As you get close to the mouth of the canyon, keep an eye out left for the exit back to the trail that passes by the start of Solar Slab. There are a few exit points as I’ve come to learn, so don’t stress—you’ll find it. That pretty much makes the loop out of it. You’ll know where to go from here. Make sure you catch the right trail back to the parking outside the Loop Road. It’s a diagonal right at a heaping pile of rocks. You’ll see it on the way in.

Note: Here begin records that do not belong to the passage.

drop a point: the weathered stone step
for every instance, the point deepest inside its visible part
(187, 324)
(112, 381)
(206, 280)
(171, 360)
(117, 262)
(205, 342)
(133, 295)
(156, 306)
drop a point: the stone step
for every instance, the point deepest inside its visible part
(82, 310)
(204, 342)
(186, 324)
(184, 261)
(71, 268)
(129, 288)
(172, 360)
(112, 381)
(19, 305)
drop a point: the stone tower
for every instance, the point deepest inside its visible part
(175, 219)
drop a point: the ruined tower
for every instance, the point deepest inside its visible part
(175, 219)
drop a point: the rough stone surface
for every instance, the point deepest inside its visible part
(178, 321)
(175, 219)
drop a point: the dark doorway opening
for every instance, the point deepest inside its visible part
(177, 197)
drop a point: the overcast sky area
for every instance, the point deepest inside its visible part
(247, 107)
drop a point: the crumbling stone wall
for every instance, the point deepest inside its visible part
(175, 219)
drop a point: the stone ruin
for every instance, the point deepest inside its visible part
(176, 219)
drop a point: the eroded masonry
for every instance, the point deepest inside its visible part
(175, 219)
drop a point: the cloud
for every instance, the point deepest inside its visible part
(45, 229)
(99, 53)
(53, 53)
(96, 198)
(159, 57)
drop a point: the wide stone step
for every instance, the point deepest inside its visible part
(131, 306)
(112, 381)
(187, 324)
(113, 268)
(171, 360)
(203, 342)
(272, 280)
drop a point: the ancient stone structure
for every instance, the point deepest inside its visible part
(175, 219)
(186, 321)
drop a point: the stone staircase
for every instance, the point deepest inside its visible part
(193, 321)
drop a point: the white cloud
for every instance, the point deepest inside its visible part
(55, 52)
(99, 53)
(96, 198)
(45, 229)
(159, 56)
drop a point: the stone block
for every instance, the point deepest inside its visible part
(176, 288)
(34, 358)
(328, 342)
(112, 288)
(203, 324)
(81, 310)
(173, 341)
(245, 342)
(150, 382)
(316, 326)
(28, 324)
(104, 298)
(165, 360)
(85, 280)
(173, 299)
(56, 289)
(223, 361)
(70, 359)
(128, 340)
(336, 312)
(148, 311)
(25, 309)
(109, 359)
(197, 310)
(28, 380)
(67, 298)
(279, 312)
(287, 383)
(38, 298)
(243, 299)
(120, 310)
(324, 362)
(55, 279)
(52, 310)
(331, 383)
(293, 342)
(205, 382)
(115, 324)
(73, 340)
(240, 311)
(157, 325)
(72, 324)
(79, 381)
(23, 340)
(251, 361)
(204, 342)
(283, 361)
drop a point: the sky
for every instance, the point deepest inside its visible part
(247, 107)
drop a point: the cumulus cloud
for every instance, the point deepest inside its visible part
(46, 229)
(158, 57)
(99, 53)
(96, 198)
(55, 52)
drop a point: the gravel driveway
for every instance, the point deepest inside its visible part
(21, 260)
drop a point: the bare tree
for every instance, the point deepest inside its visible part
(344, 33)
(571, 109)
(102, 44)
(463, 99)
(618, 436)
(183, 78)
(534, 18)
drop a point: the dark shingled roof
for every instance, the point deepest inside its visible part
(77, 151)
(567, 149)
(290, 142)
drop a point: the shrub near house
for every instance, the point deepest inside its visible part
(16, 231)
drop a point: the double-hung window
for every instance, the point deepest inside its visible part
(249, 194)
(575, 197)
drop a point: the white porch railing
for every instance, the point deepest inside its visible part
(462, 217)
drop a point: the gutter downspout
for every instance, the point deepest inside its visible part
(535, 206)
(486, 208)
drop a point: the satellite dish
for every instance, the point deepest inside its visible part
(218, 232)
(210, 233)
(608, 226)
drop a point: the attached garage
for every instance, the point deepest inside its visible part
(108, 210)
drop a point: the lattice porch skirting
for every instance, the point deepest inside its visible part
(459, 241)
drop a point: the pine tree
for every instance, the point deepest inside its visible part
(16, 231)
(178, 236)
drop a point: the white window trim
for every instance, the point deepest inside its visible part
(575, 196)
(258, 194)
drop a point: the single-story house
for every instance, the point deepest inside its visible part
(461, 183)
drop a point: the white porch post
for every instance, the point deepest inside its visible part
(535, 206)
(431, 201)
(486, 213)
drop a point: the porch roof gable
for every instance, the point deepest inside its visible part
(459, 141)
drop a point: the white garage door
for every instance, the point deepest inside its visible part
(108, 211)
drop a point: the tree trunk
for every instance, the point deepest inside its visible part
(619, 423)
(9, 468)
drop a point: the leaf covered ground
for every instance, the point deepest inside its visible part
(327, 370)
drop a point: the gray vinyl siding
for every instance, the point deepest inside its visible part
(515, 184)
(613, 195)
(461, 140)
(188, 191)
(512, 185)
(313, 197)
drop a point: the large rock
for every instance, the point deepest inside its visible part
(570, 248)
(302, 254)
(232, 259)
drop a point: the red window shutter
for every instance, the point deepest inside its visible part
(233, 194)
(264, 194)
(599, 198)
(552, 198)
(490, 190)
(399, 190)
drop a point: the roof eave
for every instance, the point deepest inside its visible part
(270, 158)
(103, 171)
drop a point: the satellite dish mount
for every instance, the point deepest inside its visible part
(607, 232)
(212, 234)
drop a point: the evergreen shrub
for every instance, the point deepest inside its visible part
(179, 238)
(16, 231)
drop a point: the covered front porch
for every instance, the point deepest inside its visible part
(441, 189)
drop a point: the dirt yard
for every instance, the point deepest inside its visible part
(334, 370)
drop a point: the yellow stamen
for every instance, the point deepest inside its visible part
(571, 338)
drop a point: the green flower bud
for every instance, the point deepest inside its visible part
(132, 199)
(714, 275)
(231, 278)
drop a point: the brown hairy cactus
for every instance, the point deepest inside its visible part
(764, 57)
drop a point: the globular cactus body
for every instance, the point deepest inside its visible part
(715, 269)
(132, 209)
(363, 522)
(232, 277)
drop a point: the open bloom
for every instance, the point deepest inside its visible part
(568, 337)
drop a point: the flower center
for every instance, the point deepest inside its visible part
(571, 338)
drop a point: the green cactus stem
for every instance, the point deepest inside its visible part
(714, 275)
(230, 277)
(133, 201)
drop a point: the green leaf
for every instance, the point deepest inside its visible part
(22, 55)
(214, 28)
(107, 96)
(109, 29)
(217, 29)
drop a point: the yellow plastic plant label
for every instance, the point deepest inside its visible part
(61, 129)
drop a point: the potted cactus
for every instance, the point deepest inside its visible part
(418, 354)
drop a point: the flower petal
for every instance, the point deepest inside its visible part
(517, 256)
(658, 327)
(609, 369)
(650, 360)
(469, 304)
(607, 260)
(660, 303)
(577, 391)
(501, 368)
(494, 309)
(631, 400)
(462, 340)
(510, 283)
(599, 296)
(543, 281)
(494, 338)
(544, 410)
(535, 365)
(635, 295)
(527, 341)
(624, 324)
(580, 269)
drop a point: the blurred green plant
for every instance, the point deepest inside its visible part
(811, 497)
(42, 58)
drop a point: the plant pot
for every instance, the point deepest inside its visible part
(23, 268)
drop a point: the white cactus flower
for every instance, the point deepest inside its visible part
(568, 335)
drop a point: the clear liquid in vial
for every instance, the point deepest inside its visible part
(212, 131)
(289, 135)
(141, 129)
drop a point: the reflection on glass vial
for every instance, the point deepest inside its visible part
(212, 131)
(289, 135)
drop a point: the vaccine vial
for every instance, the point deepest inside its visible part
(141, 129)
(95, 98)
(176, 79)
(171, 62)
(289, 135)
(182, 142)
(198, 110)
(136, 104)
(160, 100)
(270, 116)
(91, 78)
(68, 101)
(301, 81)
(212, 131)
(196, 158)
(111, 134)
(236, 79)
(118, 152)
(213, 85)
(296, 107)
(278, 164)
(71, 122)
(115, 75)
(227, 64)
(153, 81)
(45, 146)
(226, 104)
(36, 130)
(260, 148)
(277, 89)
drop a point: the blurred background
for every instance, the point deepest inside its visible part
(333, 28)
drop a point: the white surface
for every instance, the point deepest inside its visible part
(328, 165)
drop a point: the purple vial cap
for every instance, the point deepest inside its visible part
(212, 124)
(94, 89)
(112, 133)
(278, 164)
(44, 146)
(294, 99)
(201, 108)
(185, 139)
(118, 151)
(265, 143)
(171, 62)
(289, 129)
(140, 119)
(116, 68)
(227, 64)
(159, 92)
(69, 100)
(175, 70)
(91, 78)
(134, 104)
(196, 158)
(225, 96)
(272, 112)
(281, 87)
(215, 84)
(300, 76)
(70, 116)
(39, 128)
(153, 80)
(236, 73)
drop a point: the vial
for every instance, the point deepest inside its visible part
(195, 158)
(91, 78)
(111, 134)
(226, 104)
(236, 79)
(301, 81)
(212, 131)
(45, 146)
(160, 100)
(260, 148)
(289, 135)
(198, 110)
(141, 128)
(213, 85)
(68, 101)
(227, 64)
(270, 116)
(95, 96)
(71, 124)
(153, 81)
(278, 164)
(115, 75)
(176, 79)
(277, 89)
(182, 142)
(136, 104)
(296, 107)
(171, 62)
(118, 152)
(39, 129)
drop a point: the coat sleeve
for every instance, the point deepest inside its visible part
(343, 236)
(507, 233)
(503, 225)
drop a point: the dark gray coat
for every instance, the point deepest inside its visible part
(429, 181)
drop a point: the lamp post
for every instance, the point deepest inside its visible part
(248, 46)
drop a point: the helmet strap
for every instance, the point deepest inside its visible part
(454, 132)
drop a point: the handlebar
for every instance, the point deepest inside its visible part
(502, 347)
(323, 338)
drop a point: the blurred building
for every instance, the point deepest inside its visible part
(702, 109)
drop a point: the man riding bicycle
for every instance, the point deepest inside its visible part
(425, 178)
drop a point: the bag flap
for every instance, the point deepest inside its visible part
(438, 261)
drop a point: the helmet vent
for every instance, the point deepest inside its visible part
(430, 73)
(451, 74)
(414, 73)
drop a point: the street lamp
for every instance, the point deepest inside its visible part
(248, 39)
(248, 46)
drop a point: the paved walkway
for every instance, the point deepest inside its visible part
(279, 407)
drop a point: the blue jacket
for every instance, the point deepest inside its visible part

This truly is an amazing adventure. The actual climbing is only a small piece of the big pie you’re eating. When you leave everyone behind after climbing Solar Slab, you enjoy the rest of the day in solitude. You’ll be wayyy out there as you descend smooth slabs like I’ve never seen before as the sun goes down. You’ll start to feel the whole day as you use your entire body to down-stem slots between boulders in Oak Creek. And lastly, you’ll enjoy a gratifying and reflective last hour of the day on a trail that gets easier and easier as you near the car. Beers and food awaits. And maybe a day of sport climbing tomorrow.

Gary Newmeyer


Veraun said...

Pictures aren't showing, or is it just me?

Kaleb said...

The pictures aren't showing for me either.

Jason Martin said...

I don't know what's up. They're showing on my laptop and on my work computer...


Anonymous said...

Looks like they're linked to a gmail account instead of being hosted somewhere. If Jason has access to that account, it makes sense why he would be the only one seeing them.

Jason Martin said...

I took screenshots of everything and replaced them all. I think we're good now.


Gary Newmeyer said...

Here's a link to download hi-res photos and a PDF file of the writeup. I find it useful to import the PDF into iBooks on my phone for on route beta.

Thanks Jason for sharing and all else for looking.